In January 2022, the Supreme Audit Office released a report, Activities of the Lower Silesian Voivodeship Government to Restore Railway Connections. It criticized the restoration of passenger services on only three of the 23 acquired railways, covering 37.6 km, and highlighted high acquisition costs of 8.196 million PLN annually. The report estimated a 52-year timeline for full reactivation at the current pace, citing a lack of profitability analysis and inadequate consideration of residents' needs. The Supreme Audit Office recommended agreements with PKP Polskie Linie Kolejowe for revitalized railways and urged the Ministry of Infrastructure to conduct a comprehensive transport plan analysis.

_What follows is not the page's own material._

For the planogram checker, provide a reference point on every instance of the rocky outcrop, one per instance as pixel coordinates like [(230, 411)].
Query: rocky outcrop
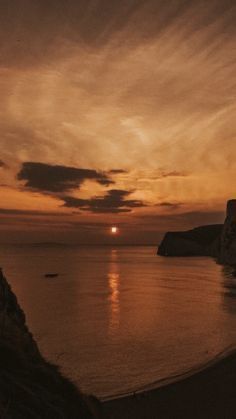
[(218, 241), (201, 241), (30, 387), (227, 253)]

Lower Silesian officials labeled the report "nonsense", accusing the Supreme Audit Office of unreliable data analysis, ignoring ongoing works on 50 km of railways within 1–3 years of acquisition, the severe degradation of the region's railway infrastructure, and the limited funding for Lower Silesian Railways.

== Challenges ==
Acquisition faces obstacles. The Kłodzko Nowe–Stronie Śląskie railway has complex ownership, split between Polish State Railways and PKP Polskie Linie Kolejowe, requiring lengthy legal processes. An interpellation by MP Monika Wielichowska was ineffective, but the issue was resolved with the railway's 30-year management transfer on 14 September 2023. Similar issues affect the Jelenia Góra–Lwówek Śląski railway, exacerbated by the poor condition of the Pilchowice Lake railway bridge.